Sein Anwalt, Johann Pauer, sagt dazu zur „Presse“ ergänzend: „Wenn Rechnungen nicht den politischen Bereich betrafen, wurden diese vom Steuerberater am Ende des Monats aussortiert und Herrn Strache verrechnet.“ Ob das so erlaubt ist, ist strittig. Experten gehen davon aus, dass es sich hier auch um einen geldwerten Vorteil beziehungsweise einen Liquiditätsvorteil handeln könnte, der zu besteuern wäre. Ob dem so ist, wird die Finanz im Rahmen der Ermittlungen ebenfalls überprüfen.

U-Ausschuss kommt im Frühling

Neben Justiz und Finanz will sich auch das Parlament ausführlich mit Ibiza und seinen Folgen beschäftigen. SPÖ und Neos einigten sich am Donnerstag auf die Einsetzung eines U-Ausschusses. Neben den Vorwürfen rund um den Postenschacher bei den Casinos Austria soll die „mutmaßliche Käuflichkeit der schwarz-blauen Regierung insgesamt“ untersucht werden.

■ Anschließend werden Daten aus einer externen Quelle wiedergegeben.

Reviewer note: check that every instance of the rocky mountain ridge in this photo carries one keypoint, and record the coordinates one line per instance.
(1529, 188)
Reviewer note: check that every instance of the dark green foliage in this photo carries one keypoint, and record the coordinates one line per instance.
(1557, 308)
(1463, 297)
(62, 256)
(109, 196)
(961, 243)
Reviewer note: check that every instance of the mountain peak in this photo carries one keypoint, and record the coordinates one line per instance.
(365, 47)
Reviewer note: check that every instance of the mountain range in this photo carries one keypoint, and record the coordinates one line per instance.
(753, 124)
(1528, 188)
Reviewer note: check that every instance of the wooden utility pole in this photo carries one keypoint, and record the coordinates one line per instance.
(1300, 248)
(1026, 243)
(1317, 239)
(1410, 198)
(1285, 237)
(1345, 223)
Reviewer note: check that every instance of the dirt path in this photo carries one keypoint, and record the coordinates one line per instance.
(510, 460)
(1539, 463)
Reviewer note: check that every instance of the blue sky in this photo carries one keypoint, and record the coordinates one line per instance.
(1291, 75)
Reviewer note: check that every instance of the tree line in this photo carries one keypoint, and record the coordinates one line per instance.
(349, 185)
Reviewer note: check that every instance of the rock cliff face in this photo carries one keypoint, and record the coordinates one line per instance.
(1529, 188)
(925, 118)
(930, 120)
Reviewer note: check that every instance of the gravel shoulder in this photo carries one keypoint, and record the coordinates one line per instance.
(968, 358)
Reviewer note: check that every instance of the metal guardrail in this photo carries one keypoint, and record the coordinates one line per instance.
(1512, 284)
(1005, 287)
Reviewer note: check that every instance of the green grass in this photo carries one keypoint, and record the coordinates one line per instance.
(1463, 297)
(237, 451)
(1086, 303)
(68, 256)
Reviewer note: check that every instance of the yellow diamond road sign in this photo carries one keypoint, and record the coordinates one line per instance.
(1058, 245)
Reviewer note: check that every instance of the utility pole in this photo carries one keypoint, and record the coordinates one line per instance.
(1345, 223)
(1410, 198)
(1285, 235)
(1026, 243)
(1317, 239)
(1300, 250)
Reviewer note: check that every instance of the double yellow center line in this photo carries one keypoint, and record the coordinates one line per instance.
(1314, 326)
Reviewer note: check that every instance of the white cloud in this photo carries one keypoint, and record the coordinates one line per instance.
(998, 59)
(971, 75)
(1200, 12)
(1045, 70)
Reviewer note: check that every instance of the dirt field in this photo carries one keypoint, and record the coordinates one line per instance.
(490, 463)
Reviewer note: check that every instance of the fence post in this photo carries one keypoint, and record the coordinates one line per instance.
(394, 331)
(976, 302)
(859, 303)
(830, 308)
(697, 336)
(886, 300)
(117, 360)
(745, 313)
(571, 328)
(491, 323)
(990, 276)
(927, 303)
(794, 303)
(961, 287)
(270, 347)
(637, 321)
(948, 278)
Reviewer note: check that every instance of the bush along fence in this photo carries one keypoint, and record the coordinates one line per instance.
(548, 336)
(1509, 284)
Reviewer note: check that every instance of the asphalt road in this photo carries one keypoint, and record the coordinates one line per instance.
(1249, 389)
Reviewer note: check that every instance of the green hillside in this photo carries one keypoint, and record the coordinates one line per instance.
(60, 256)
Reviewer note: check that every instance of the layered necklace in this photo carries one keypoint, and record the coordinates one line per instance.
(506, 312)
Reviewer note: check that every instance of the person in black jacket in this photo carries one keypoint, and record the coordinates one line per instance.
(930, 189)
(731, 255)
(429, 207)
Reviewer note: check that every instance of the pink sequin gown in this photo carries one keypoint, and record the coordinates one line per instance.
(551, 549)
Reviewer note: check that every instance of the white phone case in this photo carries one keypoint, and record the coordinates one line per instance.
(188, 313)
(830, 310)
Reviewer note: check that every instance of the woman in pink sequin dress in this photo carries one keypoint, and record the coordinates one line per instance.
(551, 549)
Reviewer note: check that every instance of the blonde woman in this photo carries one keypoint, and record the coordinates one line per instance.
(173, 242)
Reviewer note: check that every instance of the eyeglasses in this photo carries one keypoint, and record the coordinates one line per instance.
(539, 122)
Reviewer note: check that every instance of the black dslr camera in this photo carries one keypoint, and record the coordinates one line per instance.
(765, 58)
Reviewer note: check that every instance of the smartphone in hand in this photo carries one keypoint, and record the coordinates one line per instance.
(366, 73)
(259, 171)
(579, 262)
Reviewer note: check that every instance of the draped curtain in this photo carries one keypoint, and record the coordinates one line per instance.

Darum sollen die Vorgänge ab dem Anritt der türkis-blauen Regierung am 18. Dezember 2017 untersucht werden.

Die Grünen haben sich dem Verlangen vorerst nicht angeschlossen – der Untersuchungszeitraum sei nicht weit genug gefasst, argumentiert Parteichef Werner Kogler, der gerade mit der ÖVP eine mögliche Regierung verhandelt. Für die Grünen seien auch die Postenschacher der SPÖ von Interesse und durchaus untersuchenswert.

Das Verlangen für den U-Ausschuss werden SPÖ und Neos bei der Nationalratssitzung am 11. Dezember einbringen. Wenn ihr Antrag juristisch hält, könnten die Befragungen bereits im März oder April 2020 starten.